Linda era in piedi davanti al banco del giudice. «Vostro onore, l’accusa chiama il suo primo testimone. L’agente David Simon.»
«Prego, proceda» annuì il giudice Gardner, e Noah osservò un agente in uniforme alto e allampanato che giurava. Il Veterano guardò il poliziotto con ammirazione, ma un contabile afroamericano in seconda fila alzò un sopracciglio.
Linda andò davanti al banco dei testimoni. «Dica il suo nome e cognome per la messa agli atti.»
«Agente David Simon.»
«Occupazione?»
«Sono un agente di polizia della contea di Montgomery.»
«E lei è stato chiamato sulla scena del delitto la sera in questione, mercoledì, 10 maggio?»
«Sì.»
«E che cosa ha fatto al suo arrivo?»
«Siamo scesi dalla macchina e l’imputato ci è venuto incontro.»
Linda guidò l’agente Simon durante l’esame diretto, chiedendogli che cosa fosse successo quando aveva visto Noah alla dépendance, un resoconto che Noah non aveva alcun bisogno di sentir ripetere. Aveva ripensato più volte a quei momenti in prigione, tornando mentalmente sui suoi passi, chiedendosi che cosa avesse sbagliato o che cosa avrebbe potuto fare diversamente, riavvolgendo il nastro dei ricordi fino alla sera dell’omicidio.
Quella sera, era tornato alla casa che aveva affittato al volo. Era una dépendance che si trovava dietro l’abitazione principale, dove viveva il padrone di casa, e Noah aveva pensato che si trattasse di una buona soluzione per quando Caleb sarebbe andato a trovarlo o a vivere con lui, se si fosse arrivati a tanto. Era arrivato a casa e aveva parcheggiato nel vialetto, sorpreso nel vedere la Range Rover di Anna.
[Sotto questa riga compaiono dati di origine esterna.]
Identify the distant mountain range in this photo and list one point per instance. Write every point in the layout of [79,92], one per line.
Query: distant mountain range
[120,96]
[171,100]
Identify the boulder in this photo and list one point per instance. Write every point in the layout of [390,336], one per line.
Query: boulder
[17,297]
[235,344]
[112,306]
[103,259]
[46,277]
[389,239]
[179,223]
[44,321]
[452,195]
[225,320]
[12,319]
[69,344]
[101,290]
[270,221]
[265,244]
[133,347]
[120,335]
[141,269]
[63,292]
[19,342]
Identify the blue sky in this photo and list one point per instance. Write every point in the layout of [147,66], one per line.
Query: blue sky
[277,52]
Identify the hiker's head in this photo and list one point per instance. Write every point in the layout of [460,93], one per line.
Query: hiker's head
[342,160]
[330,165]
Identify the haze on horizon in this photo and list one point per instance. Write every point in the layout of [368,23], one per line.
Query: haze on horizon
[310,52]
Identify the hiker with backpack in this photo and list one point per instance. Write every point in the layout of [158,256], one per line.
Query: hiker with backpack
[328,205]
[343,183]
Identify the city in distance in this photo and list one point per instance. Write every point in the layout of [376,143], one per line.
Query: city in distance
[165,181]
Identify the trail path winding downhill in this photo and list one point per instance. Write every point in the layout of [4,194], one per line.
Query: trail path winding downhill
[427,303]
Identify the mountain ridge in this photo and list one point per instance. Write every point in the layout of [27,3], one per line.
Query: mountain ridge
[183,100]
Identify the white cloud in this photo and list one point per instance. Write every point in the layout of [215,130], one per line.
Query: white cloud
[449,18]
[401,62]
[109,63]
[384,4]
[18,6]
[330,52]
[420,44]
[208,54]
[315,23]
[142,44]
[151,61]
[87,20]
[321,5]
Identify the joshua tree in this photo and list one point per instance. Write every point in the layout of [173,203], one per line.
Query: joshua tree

Noah era sceso dall’auto, preparandosi mentalmente a vedere Anna. Voleva affrontarla in merito alle menzogne che lei aveva detto su di lui. Voleva sapere perché era stata così determinata a rovinarlo, mandando in pezzi la sua famiglia, distruggendo la sua vita. Doveva sapere perché. Aveva percorso il viottolo che portava alla veranda, ma era troppo buio e non si vedeva nulla. I suoi occhi si abituarono all’oscurità solo quando stava quasi per calpestare Anna, che giaceva supina sul pavimento della sua veranda, con le braccia spalancate.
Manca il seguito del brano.